Merasa telah menganggu aktivitas tidur Revan, Gia segera meminta maaf. "Sori kak, lo tidur ya?"

Tidak terdengar apa-apa hanya helaan napas laki-laki itu yang terdengar menjauh, tak lama barulah Revan kembali bersuara. "Kenapa Gi?"

"Sori gue ganggu kak."

"Enggak kok, lagian udah waktunya bangun juga," katanya masih dengan suara serak. "Kenapa?"

Gia menghela napas. "Kak Jordan."

"Jordan? Bukannya sama elo ya?"

Gia menggeleng. Ini memang kali pertamanya curhat pada Revan, pantas saja laki-laki itu tidak langsung ngeh saat Gia menyebutkan nama temannya. "Gak gitu."

"Terus?"

"Ada yang aneh dari Kak Jordan."

Revan diam. Jeda hampir satu menit itu membuat Gia langsung sadar, instingnya bekerja cepat. Revan tahu apa yang terjadi pada Jordan.

"Hm ... aneh gimana?"

Gia menceritakan kejanggalan dari tadi pagi sampai siang, plus dengan saat ia dan Dimas tidak sengaja bertemu dengan Aldo di sebuah mall, minus saat Jordan membahas seorang perempuan tapi diurungkannya karena tiba-tiba reaksi laki-laki itu seperti shock. Kemudian lewat ceritanya Gia sengaja mengaitkan dua hal di atas. Ujungnya menjadi Jordan telah cemburu pada Dimas.

"Oh, enggak lah. Meskipun kita gak sedeket dulu sama Dimas, mau itu gue atau Jordan, kita masih kok percaya sama Dimas. Jadi itu anak gak mungkin cemburu, perasaan lo aja kali Gi."

Jawaban Revan yang terkesan santai itu membuat Gia semakin curiga. "Jadi ... dia gak cemburu sama Dimas?"

"Mungkin iya, tapi gak sampai dikatakan cemburu. Jordan bisa bedain kok mana temen yang bener-bener temen sama temen yang makan temen."

Gia tidak peduli itu, kini ia kembali berkata, "oh! Adalagi yang gue lupa ceritain."

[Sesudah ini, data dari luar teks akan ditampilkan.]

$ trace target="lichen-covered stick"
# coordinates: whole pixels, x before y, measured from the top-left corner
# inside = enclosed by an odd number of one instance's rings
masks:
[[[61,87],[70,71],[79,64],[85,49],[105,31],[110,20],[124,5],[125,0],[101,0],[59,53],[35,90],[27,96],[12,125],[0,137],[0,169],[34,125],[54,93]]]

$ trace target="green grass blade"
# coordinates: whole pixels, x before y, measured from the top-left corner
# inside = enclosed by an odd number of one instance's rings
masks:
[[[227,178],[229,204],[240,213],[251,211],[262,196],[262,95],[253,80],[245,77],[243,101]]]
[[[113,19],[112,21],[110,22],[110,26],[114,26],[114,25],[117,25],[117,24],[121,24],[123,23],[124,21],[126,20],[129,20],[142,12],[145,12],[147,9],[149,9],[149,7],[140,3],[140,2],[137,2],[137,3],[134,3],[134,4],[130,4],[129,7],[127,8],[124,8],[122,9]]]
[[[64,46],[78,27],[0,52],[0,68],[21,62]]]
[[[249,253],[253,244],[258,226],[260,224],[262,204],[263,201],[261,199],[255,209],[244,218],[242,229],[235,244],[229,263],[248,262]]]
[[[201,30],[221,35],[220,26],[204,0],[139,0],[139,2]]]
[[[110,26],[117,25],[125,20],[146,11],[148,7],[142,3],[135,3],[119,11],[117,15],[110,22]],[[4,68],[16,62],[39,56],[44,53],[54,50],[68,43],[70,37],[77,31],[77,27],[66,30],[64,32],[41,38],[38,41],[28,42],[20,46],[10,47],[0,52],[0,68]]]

"Apa?" tanya Revan dari seberang sana.

"Kak Jordan sempat ngomongin cewek."

Di seberang tanpa Gia tahu Revan mulai gelagapan bingung dengan pertanyaan Gia yang menjurus.

"Katanya mirip."

"M-mirip?"

"Iya! Tapi gue gak tahu lanjutannya, soalnya Kak Jordan keburu diem, ekspresinya kayak shock gitu, Kak."

"Oh-hm-apa ya? Gue gak tahu, Jordan lebih berhak buat ngejel-"

"Berhak? Tunggu dulu, berarti ada apa-apa kan sama cewek itu?" tebak Gia, air mukanya berubah menjadi tidak tenang.

Revan langsung bungkam. Detik kemudian ia mencerocos panjang lebar. "Jangan dipikirin! Itu opini gue! Jordan belum tentu- eh maksud gue, tanya langsung ke orangnya. Maksudnya lo percaya aja sama Jordan dia gak ngelakuin hal aneh- duh Gi, gue bener-bener gak mak-"

Sambungan terputus.

Gia mengerjap berkali-kali. Meremas ujung seprai yang didudukinya kini kemudian menghela napas sambil tersenyum lemah.

Selang beberapa detik, ponsel Gia menyala-nyala, nama Revan muncul dilayar ponsel Gia.